I must now explain the circumstances in which the preceding dispute between the mind and the body took place. It was an unusual controversy; for though the mind has often repeated these complaints against its colleague, the body has always endured them in silence. This account of the quarrel is translated from a Greek manuscript which has been lately discovered, and fell into my hands by an accident which I need not relate. This manuscript contained also the other tales in this volume, which are entitled translations from Greek. The author of them is unknown; but from his style he must certainly have lived in the later and more corrupt times of the Greek language. A great scholar is preparing these stories for publication by Latin notes and other encumbrances, without which they could not be valid Greek. In the mean time I give this translation.

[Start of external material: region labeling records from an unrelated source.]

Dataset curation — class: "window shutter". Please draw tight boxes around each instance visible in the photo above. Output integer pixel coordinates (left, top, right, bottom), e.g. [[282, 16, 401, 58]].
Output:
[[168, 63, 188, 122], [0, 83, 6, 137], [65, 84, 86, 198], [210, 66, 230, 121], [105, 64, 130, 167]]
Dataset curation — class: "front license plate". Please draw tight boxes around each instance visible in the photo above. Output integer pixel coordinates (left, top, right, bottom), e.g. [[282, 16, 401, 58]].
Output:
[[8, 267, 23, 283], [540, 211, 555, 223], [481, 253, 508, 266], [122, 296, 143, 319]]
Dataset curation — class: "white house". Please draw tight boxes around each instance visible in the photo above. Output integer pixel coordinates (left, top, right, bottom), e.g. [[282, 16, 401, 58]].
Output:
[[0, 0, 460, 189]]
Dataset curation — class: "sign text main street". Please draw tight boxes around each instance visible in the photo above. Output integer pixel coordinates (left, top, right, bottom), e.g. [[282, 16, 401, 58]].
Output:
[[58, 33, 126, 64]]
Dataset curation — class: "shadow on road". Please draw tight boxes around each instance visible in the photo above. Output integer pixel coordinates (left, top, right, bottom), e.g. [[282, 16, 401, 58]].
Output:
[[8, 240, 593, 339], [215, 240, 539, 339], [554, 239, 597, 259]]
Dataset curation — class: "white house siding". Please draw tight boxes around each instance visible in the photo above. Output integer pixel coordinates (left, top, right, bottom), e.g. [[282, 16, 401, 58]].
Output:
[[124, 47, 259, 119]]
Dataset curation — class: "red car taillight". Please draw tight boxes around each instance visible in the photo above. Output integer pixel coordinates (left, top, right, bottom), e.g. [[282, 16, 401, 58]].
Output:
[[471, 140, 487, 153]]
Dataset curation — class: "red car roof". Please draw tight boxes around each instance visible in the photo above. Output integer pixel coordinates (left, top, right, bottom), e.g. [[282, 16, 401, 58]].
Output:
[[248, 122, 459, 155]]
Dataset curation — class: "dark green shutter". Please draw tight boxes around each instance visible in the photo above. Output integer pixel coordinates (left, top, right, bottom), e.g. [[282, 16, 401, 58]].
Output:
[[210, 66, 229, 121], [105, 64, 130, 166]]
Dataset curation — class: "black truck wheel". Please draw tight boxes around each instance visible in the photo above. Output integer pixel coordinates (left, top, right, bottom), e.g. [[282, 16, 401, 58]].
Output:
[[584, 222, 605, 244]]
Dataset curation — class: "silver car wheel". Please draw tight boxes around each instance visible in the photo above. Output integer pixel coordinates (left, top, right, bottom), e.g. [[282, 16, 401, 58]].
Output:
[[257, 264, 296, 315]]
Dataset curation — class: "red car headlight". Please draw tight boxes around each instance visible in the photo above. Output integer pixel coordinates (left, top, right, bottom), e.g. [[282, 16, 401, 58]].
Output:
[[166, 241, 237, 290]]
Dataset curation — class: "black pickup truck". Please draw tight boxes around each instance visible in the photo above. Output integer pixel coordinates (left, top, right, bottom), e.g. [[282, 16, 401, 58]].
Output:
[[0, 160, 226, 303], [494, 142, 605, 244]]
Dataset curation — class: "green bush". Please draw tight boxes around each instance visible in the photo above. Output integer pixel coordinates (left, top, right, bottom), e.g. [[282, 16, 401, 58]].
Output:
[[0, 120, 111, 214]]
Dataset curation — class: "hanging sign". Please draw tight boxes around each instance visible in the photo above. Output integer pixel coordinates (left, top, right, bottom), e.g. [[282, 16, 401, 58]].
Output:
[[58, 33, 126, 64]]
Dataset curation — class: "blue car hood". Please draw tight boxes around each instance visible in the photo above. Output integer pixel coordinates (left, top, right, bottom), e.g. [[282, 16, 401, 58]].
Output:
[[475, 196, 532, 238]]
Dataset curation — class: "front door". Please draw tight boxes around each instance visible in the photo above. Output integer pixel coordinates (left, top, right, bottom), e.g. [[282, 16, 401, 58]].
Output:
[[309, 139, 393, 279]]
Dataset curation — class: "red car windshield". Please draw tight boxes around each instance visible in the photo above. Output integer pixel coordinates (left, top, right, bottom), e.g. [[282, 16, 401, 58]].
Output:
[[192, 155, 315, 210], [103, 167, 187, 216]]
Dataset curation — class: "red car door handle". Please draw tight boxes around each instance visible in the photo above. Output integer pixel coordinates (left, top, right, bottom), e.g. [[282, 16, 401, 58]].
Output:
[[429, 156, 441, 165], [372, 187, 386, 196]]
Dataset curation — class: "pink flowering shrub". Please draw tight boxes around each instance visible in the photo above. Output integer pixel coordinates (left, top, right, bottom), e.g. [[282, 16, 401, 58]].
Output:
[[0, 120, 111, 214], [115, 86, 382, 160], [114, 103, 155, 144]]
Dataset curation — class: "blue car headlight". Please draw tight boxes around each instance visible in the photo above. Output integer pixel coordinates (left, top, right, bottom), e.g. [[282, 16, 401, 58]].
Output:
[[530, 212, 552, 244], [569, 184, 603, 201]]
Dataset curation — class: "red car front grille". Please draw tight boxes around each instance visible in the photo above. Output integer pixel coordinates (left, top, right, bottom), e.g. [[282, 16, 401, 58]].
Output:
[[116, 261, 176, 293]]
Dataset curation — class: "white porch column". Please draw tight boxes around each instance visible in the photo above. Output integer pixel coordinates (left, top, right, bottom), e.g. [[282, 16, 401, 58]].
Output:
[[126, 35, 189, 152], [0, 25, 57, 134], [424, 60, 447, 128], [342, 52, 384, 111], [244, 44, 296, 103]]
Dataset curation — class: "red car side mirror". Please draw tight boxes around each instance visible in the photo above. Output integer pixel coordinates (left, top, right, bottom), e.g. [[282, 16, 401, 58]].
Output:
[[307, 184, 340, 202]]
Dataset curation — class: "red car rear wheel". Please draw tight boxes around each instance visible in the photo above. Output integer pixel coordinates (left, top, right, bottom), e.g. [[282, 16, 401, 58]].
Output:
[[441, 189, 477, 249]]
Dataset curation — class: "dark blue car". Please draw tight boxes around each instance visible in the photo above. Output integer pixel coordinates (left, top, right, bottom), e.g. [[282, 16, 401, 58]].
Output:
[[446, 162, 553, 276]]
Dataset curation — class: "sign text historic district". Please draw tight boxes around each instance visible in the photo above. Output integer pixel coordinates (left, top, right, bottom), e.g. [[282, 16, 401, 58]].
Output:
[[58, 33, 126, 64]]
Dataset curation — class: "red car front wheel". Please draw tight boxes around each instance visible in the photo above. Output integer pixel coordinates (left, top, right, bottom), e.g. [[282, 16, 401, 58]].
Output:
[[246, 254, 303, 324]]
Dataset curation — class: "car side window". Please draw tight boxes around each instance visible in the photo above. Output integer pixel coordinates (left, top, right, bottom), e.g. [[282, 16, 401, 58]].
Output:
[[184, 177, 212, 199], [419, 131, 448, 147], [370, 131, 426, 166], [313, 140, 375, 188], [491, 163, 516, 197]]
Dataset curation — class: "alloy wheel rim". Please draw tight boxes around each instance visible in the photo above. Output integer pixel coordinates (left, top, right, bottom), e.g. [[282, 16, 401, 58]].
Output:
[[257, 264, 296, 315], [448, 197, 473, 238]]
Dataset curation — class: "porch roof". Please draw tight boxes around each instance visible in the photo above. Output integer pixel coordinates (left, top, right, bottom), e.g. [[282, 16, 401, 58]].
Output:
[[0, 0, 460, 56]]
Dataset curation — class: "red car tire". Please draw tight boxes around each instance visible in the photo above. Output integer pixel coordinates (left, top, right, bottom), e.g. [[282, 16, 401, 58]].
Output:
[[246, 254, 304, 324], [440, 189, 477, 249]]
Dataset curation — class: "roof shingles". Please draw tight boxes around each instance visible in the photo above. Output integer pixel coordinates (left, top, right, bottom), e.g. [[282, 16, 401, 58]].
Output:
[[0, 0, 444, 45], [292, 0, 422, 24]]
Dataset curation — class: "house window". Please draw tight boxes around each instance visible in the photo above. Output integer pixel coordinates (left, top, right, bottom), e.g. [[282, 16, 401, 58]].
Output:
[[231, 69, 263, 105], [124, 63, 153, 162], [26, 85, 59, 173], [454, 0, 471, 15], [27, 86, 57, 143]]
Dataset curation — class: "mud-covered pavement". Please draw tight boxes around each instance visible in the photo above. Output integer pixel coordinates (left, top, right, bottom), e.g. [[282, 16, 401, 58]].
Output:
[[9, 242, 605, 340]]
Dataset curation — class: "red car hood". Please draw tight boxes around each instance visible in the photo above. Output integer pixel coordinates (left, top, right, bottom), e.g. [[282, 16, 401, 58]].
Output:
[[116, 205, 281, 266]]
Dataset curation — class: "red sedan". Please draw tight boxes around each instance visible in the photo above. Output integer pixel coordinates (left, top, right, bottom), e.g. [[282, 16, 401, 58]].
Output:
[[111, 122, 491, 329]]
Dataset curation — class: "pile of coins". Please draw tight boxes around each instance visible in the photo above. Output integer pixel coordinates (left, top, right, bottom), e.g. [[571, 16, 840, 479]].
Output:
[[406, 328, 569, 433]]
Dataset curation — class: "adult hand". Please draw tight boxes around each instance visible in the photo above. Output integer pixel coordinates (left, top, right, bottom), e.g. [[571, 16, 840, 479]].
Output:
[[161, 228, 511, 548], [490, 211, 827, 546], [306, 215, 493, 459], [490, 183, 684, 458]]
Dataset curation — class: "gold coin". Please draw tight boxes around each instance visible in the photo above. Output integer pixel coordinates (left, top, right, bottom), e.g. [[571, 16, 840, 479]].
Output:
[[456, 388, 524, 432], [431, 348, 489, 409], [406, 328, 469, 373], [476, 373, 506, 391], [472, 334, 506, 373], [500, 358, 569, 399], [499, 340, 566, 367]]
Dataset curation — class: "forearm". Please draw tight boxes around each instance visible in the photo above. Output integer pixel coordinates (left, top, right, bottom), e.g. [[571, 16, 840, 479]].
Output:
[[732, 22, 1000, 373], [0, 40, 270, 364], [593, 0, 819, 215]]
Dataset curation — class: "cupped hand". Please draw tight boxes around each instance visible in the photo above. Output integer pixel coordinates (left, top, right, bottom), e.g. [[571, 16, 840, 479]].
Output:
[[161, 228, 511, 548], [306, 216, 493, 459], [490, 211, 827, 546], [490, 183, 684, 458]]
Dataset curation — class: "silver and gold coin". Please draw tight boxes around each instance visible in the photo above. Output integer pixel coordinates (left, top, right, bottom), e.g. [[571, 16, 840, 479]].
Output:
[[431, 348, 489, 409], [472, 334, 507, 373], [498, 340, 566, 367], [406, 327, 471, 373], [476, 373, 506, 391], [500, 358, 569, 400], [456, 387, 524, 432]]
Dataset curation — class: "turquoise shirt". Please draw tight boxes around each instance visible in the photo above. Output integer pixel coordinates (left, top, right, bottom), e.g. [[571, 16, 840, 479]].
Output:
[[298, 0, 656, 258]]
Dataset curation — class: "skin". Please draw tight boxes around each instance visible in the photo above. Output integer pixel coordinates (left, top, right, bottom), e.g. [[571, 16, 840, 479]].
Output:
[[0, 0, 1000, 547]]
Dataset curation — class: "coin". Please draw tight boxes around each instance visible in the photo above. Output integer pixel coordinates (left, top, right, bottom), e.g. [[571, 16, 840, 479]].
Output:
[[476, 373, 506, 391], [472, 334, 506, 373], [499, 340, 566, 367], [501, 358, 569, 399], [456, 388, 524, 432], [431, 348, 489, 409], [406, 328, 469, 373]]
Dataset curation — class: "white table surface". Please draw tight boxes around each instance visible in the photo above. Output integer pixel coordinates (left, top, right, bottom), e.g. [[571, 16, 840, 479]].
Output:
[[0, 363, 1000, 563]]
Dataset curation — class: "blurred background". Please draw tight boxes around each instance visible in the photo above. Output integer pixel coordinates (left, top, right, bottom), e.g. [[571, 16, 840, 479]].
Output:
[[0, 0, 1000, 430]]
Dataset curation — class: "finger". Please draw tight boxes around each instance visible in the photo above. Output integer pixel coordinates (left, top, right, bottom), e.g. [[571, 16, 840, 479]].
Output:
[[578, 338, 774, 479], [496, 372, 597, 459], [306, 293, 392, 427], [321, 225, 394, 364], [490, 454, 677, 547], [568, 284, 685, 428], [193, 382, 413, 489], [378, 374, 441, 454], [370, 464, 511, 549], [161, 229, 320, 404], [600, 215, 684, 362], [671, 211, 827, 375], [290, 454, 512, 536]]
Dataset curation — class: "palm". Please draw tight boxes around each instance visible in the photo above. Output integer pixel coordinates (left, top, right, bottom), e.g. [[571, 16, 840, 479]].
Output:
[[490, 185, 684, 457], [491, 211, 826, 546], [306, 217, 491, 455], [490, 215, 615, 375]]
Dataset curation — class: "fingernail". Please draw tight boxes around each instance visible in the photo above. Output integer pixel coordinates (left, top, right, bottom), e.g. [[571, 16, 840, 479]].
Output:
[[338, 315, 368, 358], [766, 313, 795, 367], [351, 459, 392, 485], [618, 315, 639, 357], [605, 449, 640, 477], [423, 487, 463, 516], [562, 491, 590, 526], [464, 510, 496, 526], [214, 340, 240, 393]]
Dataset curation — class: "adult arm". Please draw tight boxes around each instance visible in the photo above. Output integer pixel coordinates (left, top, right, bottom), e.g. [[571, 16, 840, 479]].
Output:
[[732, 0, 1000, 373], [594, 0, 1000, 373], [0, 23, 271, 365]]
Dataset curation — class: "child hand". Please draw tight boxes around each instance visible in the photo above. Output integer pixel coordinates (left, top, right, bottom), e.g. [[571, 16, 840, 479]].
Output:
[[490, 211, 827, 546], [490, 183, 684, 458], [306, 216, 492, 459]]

The foregoing dialogue, according to this Greek author, was overheard by a philosopher named Aristus, who lived at Rhodes, where he had a great reputation and many disciples. He had one day been giving them a lecture on the inconvenience of having a body, on its vicious propensities, and interruptions of thought and study. He had lamented that it cannot be laid aside without loss of life, but exhorted his pupils to mortify, control, and govern it, and thus to be as nearly as possible exempt from it. His lecture being ended, and his pupils dismissed to assume an authority over their bodies as they could, Aristus laid himself on a couch for rest in the heat of day, at the same time murmuring against the body, which exacted this indulgence, and very soon he fell into a strange kind of trance, in which he heard the foregoing dispute between the mind and the body as if within his own person. He listened till they were silent, and then rose out of his trance in great astonishment at this vision, which was quite different from a common dream.
He wondered that the mind had not argued with greater force, and thought that he could himself have pleaded its wrongs much better. Revolving the subject in his thoughts, he unconsciously said aloud, "Whatever the body may say in praise of itself, I should heartily rejoice in being free from all intercourse with it."
"Do you sincerely wish to relinquish your body?" said a voice close to him.
He looked round in surprise, but saw nobody: the voice seemed to come from the hearth, upon which were some little wooden images, his household gods, and while he gazed, one of these little figures opened its mouth and repeated the question. These deities of the hearth had hitherto been as silent as other gods of the same materials, and Aristus was overawed by the unexpected voice.
"Why," continued the image, "are you so much astonished? Is it wonderful that a god should be able to speak?"
"Certainly," answered the philosopher, "I did not expect a voice from an oaken god."
"But," replied the deity, "you have worshipped me with prayers and offerings, and must therefore have believed in my power."
"I have worshipped you," said Aristus, "in deference to the customs of my country; but to tell you the truth, I no more expected any blessing from you than from my walking stick, which is of the same wood as yourself."